WEAVERが振り返る、音作りに賭けた5年の日々「楽器の満ち引きのような面白さを出したい」

「亀田誠治さんからはプレイ面で無駄をなくすことを学んだ」(奥野)

――杉本さんがそのときに掴んだピアノの持ち味とはどんなものですか?

杉本:やっぱり、コードもベースもメロディも弾ける、という風に、一台でいろいろなことができる多様性だと思います。それをバンドで証明したかったので、そういうものをクリアできたのがこのイントロだと思います。

――一方、当時の奥野さんと河邉さんはそれをどう捉えましたか?

奥野:正直、最初はどうしたらかっこよく響くかわからないところがあったんですけど、迷ってたというよりは、それを探求するのが楽しくてしかたなかったです。

河邊:アレンジも最初とは全然違うものになりましたね。3人で作り上げていくのが楽しかった。

奥野:デモは鼻歌とピアノだけで、リズムもなかったので、Bメロでハーフにしたり、間奏でキメを作ったり、というところでひとつひとつのアレンジを3人で作り上げていったし、ひとつひとつが発明だった印象があります。

――そして2010年の「Hard to say I love you ~言い出せなくて~」から、亀田誠治さんのプロデュースになります。

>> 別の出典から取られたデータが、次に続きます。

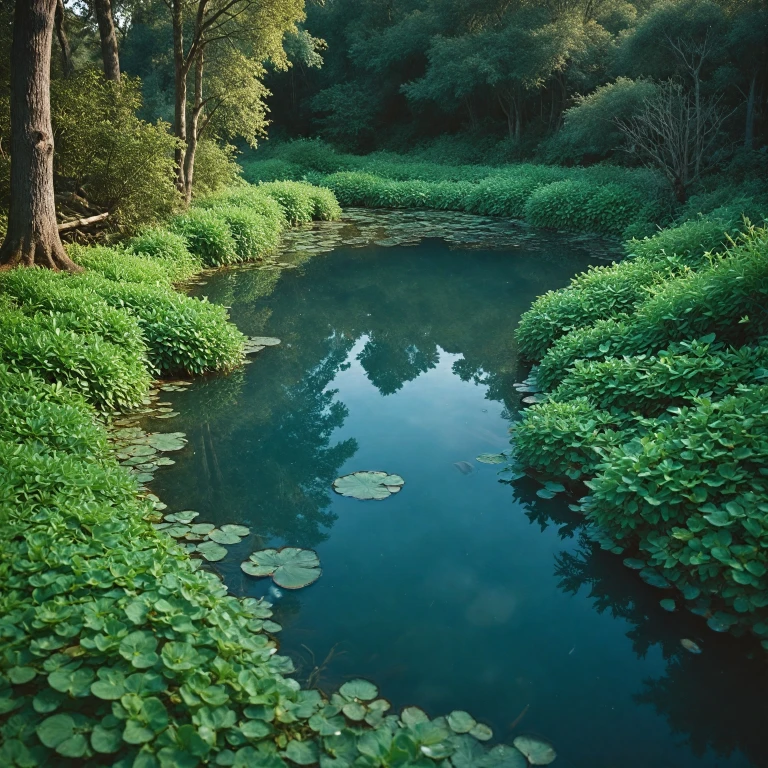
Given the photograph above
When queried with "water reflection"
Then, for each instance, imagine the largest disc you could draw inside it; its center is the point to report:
(460, 591)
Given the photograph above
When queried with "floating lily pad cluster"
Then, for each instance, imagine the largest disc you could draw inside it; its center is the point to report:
(204, 539)
(289, 567)
(256, 343)
(368, 485)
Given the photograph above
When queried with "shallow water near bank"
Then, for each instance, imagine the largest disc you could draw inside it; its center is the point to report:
(460, 592)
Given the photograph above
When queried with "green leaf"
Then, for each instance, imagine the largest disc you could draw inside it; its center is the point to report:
(55, 730)
(359, 689)
(290, 567)
(368, 485)
(302, 752)
(537, 751)
(461, 722)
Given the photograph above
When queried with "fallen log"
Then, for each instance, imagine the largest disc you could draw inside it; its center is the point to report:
(79, 223)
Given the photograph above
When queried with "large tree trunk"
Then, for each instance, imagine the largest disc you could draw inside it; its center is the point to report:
(193, 130)
(108, 39)
(32, 237)
(749, 129)
(180, 92)
(61, 34)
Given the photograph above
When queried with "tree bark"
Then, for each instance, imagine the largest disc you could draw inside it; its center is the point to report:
(33, 237)
(108, 37)
(61, 34)
(193, 130)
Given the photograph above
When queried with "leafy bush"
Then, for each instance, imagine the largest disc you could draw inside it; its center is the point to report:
(688, 242)
(692, 497)
(124, 164)
(563, 439)
(208, 236)
(727, 299)
(674, 377)
(109, 375)
(589, 129)
(579, 205)
(182, 333)
(215, 167)
(47, 416)
(254, 235)
(252, 197)
(325, 206)
(599, 293)
(118, 264)
(160, 243)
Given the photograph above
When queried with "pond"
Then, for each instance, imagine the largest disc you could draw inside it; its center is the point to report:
(461, 591)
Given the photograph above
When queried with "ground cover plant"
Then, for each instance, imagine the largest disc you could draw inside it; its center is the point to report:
(115, 647)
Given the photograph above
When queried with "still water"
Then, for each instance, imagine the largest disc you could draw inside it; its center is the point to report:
(461, 591)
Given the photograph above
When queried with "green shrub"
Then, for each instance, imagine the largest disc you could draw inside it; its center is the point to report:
(295, 198)
(255, 198)
(215, 167)
(171, 247)
(507, 195)
(598, 294)
(208, 236)
(325, 206)
(125, 165)
(118, 264)
(256, 171)
(726, 299)
(48, 416)
(564, 439)
(674, 377)
(182, 333)
(253, 234)
(691, 498)
(688, 242)
(579, 205)
(108, 375)
(41, 292)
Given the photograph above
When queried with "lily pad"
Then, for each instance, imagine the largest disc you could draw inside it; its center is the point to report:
(368, 485)
(166, 442)
(690, 645)
(491, 458)
(212, 551)
(239, 530)
(537, 751)
(224, 537)
(363, 690)
(289, 567)
(461, 722)
(187, 516)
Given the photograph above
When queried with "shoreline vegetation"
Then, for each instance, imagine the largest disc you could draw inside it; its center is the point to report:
(117, 647)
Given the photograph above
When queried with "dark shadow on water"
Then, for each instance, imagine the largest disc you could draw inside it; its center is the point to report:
(461, 591)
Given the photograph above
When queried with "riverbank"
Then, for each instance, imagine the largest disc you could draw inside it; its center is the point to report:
(117, 647)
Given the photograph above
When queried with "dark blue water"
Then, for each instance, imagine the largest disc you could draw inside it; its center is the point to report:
(461, 591)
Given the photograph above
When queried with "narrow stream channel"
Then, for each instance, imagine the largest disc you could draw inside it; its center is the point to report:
(461, 591)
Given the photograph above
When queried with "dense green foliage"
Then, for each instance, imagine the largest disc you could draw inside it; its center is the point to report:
(115, 647)
(656, 369)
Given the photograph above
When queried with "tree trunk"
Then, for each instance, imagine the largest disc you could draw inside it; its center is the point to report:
(749, 129)
(193, 131)
(180, 92)
(108, 39)
(61, 34)
(32, 237)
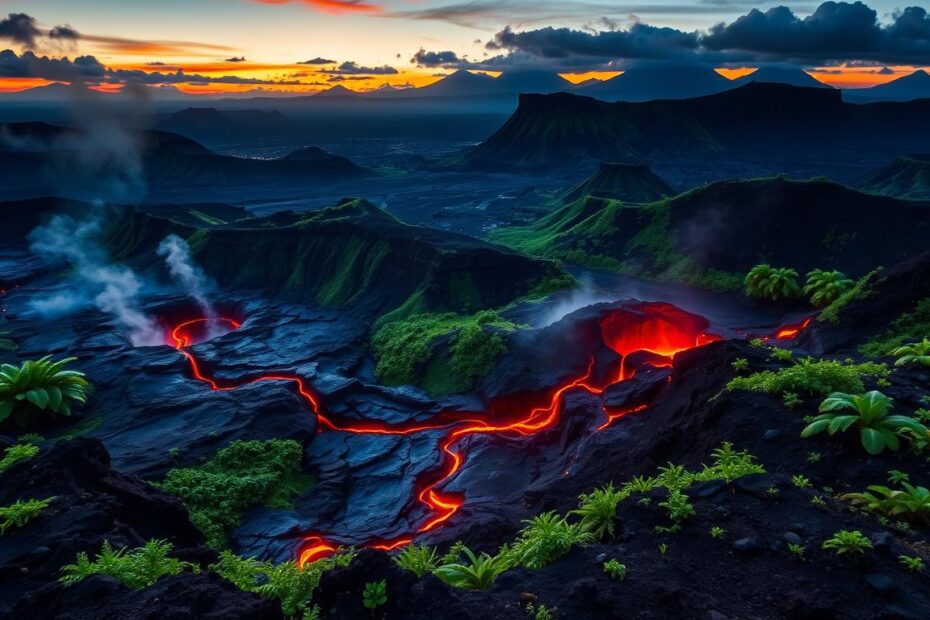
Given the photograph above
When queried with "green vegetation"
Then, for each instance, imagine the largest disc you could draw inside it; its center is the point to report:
(476, 573)
(7, 344)
(914, 353)
(862, 289)
(846, 541)
(40, 385)
(912, 563)
(139, 568)
(598, 511)
(866, 412)
(909, 327)
(292, 585)
(418, 559)
(242, 475)
(404, 347)
(375, 594)
(774, 283)
(615, 570)
(811, 376)
(908, 502)
(16, 453)
(546, 538)
(825, 287)
(21, 512)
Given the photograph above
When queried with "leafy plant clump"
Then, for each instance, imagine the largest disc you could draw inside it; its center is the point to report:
(615, 570)
(774, 283)
(16, 453)
(915, 353)
(240, 476)
(868, 413)
(404, 347)
(908, 502)
(598, 511)
(139, 568)
(811, 376)
(418, 559)
(825, 287)
(287, 582)
(846, 541)
(21, 512)
(546, 538)
(39, 386)
(476, 572)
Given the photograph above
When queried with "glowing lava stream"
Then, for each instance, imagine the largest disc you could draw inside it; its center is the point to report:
(444, 505)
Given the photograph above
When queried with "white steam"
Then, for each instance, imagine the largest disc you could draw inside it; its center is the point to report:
(189, 275)
(114, 288)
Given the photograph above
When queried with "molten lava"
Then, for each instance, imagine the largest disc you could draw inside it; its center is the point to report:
(658, 328)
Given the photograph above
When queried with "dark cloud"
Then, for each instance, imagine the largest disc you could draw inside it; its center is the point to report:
(353, 68)
(20, 29)
(446, 58)
(87, 69)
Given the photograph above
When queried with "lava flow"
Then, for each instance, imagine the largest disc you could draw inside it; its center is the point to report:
(659, 329)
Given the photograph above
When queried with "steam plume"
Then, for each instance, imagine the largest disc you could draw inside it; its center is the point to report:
(177, 255)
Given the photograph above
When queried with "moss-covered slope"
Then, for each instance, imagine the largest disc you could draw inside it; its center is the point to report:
(906, 177)
(726, 228)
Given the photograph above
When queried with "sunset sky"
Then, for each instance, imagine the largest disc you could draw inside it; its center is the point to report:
(237, 45)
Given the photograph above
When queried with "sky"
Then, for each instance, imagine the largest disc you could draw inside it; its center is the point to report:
(309, 45)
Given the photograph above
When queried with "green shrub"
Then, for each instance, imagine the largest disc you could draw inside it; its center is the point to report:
(846, 541)
(811, 376)
(767, 282)
(615, 570)
(869, 414)
(598, 511)
(40, 385)
(375, 594)
(908, 501)
(914, 353)
(825, 287)
(292, 585)
(21, 512)
(240, 476)
(403, 347)
(477, 573)
(15, 454)
(546, 538)
(418, 559)
(909, 327)
(139, 568)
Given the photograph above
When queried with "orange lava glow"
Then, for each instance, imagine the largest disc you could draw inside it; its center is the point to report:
(790, 332)
(658, 328)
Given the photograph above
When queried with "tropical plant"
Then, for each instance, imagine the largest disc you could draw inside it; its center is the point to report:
(16, 453)
(546, 538)
(846, 541)
(21, 512)
(910, 502)
(914, 353)
(478, 573)
(598, 511)
(825, 287)
(139, 568)
(375, 594)
(418, 559)
(40, 385)
(775, 283)
(913, 563)
(615, 570)
(877, 429)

次のターニングポイントはこの曲でしょうか?

杉本:そうですね。

――この曲はラテン由来のダンステイストがあり、コード進行の時点で杉本さんが普段あまり書かれないマイナーコードの使い方で面白いですが、どういう風に作っていったのですか。

河邉:この曲は、ドラマ主題歌のタイアップをいただいていたのですが、最初はピアノのメロディだけの状態でした。バンドアレンジもそこからでしたし、同時にかなり初期の段階で亀田さんが関わっています。

杉本:ラテン調のリズムもそうですけれど、昔のトレンディドラマにハマるようなポップさを持ちつつ、スリル、切なさや痛みを楽曲で表現して欲しい、というリクエストがありました。元々僕がつけていたコードを亀田さんが変えた部分もあって、Bメロのメロディとコードの絡み具合は、なかなか自分では作れないと感じています。

――そういう意味で、亀田さんから学んだこと今でも残っているものはどんなことですか。

杉本:亀田さんのポップセンスです。聴き手がどこでどう感じるか、ということを、ちゃんと楽曲や構成で導くのは亀田さんからすごく学んだことです。そのための必然性について考えるようになりました。例えば漠然と「イントロ → A → B → サビ」という構成にするのではなく「なぜこの構成にする必要があるのか」「どうしたらサビが一番きれいに山場になるのか」「なぜここでこのプレイをするのか」というようなことです。「Hard to say I love you ~言い出せなくて~」のサビ前の仕掛けなどは、今までの自分たちだったら作れなかったものです。

奥野:僕はプレイ面で無駄をなくすことです。インディーズのベーシストによくある「たくさん動くのがかっこいい」というようなところがデビューしたての頃には残っていました。でも例えば「一番聴かせたい動きがあったら、その前は動かないことが大事」というようなことを、上手なアドバイスの仕方で導いてくれました。

河邉:僕は歌詞のことではすごくアドバイスをもらいました。たくさん書いて、そして見てもらう中で、「自己満足な歌詞で、結局伝わらなかったら意味がないんだよ」ということも教わりました。「多くの人に届くものは何か?」ということを、亀田さんと出会って考えるようになれました。